Worth knowing A good squeegee after each shower is more effective than any cleaning product. Removing water before it dries prevents the majority of limescale buildup in the first place. With zellige — where water sits in the glaze variation rather than running straight off — squeegeeing makes a visible difference within a week.

Three mistakes

01
Mistake
Tiling every wall in a single saturated colour
Zellige is a strong material. In a standard bathroom — 4–6m², modest ceiling height — covering every surface floor to ceiling in deep green or ink blue tends to feel oppressive rather than designed. Most successful installations use zellige on one feature wall or limit it to the shower enclosure, with plaster or a quieter tile elsewhere.
02
Mistake
Buying from a photo without ordering samples first
Zellige colour is batch-dependent and heavily affected by your bathroom's light conditions. A forest green that reads as dark olive in a north-facing room with no natural light is the same tile that reads as vivid emerald in a south-facing room with a skylight. Order samples, wet them, hold them against your fixtures, and look at them at different times of day before committing to four square metres of supply.
03
Mistake
Using a tiler who has not worked with handmade tile before
The irregular size and thickness of zellige makes installation significantly more demanding than standard ceramic or porcelain work. A tiler who has not done this before will struggle with the setting out, back-buttering and levelling required. The material cost per square metre is high enough that correcting a poor installation almost always costs more than the saving on a cheaper quote.
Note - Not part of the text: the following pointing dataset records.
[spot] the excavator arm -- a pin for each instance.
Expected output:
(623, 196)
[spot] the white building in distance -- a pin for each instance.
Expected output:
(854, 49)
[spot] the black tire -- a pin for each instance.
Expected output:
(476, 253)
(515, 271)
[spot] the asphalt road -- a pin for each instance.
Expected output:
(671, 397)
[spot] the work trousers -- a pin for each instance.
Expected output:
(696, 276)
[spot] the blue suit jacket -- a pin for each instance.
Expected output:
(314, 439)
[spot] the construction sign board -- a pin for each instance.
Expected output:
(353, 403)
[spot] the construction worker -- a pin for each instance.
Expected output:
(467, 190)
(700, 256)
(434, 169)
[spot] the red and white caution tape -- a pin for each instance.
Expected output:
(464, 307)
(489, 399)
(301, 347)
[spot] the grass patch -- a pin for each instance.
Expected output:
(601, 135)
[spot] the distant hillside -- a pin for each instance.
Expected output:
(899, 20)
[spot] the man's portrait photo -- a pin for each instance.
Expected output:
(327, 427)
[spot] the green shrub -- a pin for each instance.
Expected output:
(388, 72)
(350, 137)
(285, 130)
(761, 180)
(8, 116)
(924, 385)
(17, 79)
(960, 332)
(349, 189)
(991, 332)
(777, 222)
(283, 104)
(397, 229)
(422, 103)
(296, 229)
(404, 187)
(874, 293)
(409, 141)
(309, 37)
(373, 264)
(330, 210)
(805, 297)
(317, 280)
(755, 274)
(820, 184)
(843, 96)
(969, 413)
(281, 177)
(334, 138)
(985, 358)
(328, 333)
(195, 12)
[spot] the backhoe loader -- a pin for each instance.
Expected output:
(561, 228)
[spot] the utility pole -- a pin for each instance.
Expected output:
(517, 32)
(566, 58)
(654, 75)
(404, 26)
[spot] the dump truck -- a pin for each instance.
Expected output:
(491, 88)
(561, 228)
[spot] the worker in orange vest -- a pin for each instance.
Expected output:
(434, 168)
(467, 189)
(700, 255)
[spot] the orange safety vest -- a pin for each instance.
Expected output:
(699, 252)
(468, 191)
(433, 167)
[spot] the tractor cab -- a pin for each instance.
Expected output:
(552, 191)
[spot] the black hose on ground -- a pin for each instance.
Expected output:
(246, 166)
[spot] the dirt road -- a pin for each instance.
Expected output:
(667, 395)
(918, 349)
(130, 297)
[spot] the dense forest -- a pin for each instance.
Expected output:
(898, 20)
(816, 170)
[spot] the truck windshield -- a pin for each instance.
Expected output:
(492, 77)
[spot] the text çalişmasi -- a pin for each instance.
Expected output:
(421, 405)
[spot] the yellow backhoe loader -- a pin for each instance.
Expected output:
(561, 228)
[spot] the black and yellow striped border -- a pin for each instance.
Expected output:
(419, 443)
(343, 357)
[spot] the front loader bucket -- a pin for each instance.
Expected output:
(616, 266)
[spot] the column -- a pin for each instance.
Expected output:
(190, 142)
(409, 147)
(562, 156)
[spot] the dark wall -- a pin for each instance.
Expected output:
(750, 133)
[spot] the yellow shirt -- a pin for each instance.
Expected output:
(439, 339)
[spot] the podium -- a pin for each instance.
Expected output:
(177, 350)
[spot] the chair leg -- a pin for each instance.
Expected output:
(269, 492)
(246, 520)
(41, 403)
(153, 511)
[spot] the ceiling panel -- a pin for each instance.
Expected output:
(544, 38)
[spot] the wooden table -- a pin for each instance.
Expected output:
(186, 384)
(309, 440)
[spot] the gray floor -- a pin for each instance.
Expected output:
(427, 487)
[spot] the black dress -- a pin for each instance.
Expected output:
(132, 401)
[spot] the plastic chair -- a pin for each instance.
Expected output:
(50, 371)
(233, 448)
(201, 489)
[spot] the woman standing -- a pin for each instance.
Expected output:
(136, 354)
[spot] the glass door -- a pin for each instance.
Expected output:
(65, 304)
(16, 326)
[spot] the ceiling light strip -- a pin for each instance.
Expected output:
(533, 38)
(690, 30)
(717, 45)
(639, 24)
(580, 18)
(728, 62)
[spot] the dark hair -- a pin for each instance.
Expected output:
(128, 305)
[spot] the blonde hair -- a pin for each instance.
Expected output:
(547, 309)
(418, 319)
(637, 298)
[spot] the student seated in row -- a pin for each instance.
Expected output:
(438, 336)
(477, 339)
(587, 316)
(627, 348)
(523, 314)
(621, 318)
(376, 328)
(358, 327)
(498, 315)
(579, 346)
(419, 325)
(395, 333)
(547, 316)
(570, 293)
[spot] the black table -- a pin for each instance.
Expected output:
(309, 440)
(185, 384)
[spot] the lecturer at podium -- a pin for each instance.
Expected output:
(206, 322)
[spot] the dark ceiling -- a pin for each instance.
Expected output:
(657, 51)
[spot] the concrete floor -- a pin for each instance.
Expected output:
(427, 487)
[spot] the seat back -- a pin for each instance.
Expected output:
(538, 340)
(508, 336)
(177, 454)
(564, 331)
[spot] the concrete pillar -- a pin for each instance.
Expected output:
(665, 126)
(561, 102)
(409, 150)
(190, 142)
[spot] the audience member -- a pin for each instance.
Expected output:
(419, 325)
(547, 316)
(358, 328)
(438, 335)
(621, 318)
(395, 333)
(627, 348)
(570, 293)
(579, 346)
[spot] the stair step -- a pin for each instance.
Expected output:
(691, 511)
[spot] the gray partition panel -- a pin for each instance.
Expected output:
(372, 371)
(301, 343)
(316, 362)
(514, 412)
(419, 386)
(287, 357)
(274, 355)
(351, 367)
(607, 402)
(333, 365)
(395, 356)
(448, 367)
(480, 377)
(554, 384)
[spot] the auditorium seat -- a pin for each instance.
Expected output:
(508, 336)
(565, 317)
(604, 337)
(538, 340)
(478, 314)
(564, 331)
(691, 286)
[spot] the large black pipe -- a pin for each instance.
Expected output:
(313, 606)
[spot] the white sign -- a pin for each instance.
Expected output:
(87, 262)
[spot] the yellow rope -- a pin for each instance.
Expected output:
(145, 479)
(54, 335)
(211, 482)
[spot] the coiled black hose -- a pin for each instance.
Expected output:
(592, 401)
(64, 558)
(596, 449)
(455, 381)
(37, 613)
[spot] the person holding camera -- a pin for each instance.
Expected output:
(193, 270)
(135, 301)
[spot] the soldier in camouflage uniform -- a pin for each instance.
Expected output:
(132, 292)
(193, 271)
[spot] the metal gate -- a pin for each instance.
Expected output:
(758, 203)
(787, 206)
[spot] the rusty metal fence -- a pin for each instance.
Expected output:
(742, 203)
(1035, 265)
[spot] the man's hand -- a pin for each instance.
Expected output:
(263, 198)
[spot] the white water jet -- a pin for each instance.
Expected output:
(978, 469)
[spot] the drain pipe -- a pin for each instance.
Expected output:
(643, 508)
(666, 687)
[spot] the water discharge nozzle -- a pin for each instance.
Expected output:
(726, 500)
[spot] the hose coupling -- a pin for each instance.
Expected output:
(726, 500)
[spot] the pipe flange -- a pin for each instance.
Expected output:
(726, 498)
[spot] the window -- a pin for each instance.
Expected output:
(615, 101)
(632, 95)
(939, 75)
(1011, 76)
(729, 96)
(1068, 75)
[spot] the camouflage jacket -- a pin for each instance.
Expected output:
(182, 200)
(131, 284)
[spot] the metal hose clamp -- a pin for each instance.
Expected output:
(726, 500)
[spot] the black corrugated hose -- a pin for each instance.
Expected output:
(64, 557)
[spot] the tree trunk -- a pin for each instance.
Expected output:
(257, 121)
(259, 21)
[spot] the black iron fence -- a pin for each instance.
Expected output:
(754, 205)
Zellige is not a low-maintenance choice. It requires a qualified installer, proper sealing, and a degree of ongoing care that a plain porcelain tile does not. What it gives back is a surface that changes with the light, improves with age, and makes a bathroom feel less like a functional room and more like somewhere you actually want to be. For that, the extra effort is worth calculating properly rather than dismissing.